If the next president wants Iran, say, to give up enriching uranium, what enticements is he or she willing to offer in return? What lesser interests is he or she willing to compromise or sacrifice in exchange for fulfilling that larger interest? It may turn out that the most generous package that any American president could reasonably offer won't be generous enough for the Iranians to forgo their work on the nuclear project.

If that turns out to be the case, the next president might (like Bush) try to rally an anti-Iran coalition of Sunni leaders in the Middle East. But those leaders will need some enticements from the United States to take the necessary risks. What deal would the next president offer to, say, the Persian Gulf states near Iran to encourage them to join the enterprise?
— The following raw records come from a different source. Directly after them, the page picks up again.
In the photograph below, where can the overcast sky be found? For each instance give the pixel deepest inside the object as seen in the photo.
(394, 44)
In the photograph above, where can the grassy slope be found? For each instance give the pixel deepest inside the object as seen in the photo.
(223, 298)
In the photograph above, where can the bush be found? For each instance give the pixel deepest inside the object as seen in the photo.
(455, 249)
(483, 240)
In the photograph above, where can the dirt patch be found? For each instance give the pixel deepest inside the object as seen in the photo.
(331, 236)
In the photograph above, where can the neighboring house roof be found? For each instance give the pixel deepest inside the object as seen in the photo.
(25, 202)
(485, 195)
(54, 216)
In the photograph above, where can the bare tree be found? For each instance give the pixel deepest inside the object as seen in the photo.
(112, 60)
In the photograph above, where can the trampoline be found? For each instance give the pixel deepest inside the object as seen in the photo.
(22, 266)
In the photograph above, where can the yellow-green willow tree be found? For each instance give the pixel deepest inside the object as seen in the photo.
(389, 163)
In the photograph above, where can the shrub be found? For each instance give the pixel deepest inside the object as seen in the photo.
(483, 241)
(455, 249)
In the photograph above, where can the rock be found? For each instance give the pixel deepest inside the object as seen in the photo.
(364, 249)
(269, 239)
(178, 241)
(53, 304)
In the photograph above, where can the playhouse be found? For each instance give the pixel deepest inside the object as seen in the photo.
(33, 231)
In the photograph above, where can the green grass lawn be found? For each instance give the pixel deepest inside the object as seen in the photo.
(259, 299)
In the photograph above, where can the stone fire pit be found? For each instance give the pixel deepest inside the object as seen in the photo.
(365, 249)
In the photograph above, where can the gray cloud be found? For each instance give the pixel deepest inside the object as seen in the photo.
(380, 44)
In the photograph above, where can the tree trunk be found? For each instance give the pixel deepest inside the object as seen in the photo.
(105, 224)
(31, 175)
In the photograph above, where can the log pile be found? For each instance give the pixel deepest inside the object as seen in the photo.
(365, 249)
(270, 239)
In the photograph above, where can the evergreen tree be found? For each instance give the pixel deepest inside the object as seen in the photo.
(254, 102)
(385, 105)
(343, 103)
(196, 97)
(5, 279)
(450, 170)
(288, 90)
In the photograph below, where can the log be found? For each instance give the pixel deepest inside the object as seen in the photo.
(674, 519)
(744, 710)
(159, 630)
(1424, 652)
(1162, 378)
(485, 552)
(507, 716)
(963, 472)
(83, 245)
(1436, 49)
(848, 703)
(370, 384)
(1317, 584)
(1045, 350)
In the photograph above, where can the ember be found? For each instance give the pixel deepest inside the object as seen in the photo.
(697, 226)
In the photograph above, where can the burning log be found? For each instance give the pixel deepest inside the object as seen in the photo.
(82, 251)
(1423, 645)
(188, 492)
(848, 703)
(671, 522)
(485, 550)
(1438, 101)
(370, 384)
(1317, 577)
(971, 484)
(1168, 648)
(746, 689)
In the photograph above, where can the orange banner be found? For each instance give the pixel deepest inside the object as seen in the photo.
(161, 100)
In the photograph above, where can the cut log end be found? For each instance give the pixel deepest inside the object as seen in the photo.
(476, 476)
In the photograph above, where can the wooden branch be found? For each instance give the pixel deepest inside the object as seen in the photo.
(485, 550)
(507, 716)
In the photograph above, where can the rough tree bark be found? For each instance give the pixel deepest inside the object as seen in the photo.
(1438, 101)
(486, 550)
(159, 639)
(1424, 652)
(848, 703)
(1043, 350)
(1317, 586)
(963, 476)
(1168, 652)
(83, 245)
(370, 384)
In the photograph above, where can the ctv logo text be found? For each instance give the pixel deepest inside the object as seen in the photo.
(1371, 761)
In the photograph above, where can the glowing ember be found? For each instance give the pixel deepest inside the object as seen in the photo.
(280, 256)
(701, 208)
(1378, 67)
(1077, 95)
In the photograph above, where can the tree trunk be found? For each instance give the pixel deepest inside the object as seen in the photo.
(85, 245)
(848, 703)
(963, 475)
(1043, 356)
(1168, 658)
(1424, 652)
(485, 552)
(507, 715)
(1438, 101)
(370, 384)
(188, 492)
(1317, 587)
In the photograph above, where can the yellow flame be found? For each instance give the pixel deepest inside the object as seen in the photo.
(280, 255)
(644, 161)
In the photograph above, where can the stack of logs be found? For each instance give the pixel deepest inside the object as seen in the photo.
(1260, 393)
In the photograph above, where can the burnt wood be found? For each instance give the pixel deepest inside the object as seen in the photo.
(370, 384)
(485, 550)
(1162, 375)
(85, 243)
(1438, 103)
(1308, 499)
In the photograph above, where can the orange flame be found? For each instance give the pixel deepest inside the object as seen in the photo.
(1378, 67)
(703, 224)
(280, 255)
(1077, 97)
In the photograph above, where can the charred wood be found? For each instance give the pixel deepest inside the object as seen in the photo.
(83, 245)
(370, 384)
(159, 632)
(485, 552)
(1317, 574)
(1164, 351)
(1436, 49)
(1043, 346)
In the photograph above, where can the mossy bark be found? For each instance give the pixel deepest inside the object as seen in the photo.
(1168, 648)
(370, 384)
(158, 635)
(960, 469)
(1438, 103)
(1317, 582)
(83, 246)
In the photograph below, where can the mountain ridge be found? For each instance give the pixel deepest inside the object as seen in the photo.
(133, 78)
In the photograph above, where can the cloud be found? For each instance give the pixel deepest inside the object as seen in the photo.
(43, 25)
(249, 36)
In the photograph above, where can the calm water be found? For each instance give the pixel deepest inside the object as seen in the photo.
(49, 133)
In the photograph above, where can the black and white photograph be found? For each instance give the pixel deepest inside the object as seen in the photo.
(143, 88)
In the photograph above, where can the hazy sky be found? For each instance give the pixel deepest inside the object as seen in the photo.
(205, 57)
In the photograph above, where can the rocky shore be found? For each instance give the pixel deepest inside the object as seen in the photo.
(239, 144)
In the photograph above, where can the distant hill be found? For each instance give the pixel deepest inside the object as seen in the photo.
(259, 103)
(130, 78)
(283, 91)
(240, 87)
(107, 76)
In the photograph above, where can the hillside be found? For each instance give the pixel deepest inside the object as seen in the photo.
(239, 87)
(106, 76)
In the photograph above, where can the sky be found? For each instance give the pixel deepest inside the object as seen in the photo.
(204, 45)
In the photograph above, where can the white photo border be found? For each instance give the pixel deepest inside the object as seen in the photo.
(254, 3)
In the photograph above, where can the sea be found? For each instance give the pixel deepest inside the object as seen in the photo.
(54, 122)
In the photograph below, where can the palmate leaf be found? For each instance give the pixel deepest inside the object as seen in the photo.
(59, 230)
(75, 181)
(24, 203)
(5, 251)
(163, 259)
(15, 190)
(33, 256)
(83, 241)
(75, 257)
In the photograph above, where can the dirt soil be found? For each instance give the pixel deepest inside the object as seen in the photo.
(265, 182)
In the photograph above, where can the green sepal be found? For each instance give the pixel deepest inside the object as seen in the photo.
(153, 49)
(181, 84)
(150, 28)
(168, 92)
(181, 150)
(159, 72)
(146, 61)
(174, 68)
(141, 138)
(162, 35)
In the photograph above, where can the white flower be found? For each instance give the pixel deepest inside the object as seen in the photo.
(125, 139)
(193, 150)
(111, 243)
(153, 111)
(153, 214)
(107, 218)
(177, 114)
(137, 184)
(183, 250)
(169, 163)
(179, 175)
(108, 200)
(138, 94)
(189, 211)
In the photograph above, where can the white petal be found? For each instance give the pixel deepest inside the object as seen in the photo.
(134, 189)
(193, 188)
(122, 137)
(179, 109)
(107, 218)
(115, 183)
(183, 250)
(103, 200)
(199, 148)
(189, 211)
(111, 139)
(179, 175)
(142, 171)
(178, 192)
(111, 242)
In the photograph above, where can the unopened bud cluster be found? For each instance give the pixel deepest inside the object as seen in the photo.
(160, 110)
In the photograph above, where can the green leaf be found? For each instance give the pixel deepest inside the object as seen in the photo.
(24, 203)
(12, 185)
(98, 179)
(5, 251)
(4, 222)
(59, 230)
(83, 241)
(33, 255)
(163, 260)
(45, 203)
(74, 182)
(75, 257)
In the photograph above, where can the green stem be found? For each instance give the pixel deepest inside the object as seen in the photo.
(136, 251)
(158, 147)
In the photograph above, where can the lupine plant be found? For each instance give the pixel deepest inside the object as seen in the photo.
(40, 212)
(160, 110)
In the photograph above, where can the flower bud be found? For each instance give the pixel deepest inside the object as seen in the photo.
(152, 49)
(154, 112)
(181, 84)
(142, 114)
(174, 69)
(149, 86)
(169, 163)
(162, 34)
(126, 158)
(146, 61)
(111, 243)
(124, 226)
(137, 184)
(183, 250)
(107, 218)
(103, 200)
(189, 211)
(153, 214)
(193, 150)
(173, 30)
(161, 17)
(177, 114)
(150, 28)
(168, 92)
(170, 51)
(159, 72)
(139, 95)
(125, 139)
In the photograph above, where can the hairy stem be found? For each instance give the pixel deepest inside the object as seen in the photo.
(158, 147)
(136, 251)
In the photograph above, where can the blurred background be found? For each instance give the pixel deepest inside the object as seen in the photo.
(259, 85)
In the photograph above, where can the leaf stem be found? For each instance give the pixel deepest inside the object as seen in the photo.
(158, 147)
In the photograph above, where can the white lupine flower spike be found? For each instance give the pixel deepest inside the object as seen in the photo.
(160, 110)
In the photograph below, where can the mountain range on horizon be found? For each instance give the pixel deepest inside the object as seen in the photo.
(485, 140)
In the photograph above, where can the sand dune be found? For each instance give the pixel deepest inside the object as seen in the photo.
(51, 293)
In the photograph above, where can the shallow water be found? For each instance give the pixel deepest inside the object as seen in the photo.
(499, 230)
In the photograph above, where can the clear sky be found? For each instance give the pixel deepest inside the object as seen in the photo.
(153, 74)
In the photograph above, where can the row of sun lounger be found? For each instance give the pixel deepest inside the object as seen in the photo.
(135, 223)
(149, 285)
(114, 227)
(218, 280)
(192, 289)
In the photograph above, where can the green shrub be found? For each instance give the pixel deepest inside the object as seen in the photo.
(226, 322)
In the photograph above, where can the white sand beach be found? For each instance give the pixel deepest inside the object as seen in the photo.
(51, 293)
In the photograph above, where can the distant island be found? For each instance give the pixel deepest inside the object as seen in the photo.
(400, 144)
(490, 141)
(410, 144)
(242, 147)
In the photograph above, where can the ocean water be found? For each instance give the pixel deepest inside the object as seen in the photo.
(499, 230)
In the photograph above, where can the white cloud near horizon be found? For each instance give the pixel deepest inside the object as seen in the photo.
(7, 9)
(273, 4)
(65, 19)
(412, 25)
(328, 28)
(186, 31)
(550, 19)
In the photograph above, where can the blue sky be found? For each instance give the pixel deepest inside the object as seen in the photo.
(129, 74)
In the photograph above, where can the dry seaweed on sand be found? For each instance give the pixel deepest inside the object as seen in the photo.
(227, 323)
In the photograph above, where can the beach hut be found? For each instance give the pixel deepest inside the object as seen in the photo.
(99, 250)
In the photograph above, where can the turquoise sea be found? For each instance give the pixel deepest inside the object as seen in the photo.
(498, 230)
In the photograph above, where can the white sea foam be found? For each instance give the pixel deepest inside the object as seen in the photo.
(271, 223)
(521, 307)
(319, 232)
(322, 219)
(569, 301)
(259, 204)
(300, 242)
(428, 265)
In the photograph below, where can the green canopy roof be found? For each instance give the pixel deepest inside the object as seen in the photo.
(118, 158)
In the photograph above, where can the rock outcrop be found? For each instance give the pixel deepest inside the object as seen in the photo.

Bush's eleventh-hour realization that coalitions don't come cost-free is what, in large measure, led him to start talking about an Israeli-Palestinian peace accord -- a precondition, in the eyes of many Arab leaders, to open cooperation with the U.S.

The reality is that the United States can no longer take obeisance for granted. A new face in the White House will be cause for relief and rejoicing among our traditional allies, but it won't be enough. On Jan. 20, 2009, especially if the new president is a Democrat, many world leaders will exclaim, "Bush is gone!" But their next words will be, "Now what?" It will be impossible for anyone to pretend it's 2000 and that the alliances can resume where they left off.

It was always a wrongheaded notion that the West's victory in the Cold War marked "the end of history." In reality, history has returned and flowed forth with a vengeance.

The United States has emerged from the tectonic shift as something more like an ordinary country -- a world power but not a superpower. This is unfamiliar territory for Americans. For half a century, we had been a superpower in a world that was tightly structured. Now we're upper-middle management in a world without big bosses -- a world that's either becoming multipolar or teetering toward anarchy.

Bush must have felt some of this strangeness during his Middle East voyage. He cajoled and kowtowed but came away with nothing. Part of his failure was because of his lame-duck status (why should anyone start haggling with an unpopular president in his final year in office?). But the next president, and the one after that, will face similar frustrations if they continue to believe, as Bush apparently does deep down, that the U.S. controls the agenda. The next presidents will have to get down in the dirt, strike deals and trade favors.

It's no longer morning in America, but it's not quite twilight either. The next president's big challenge will be to revive America's influence and stature while facing up to the limits of its power in a newly fractured world. And one of the bigger political challenges of that task will be to acknowledge, openly, that our power does have limits.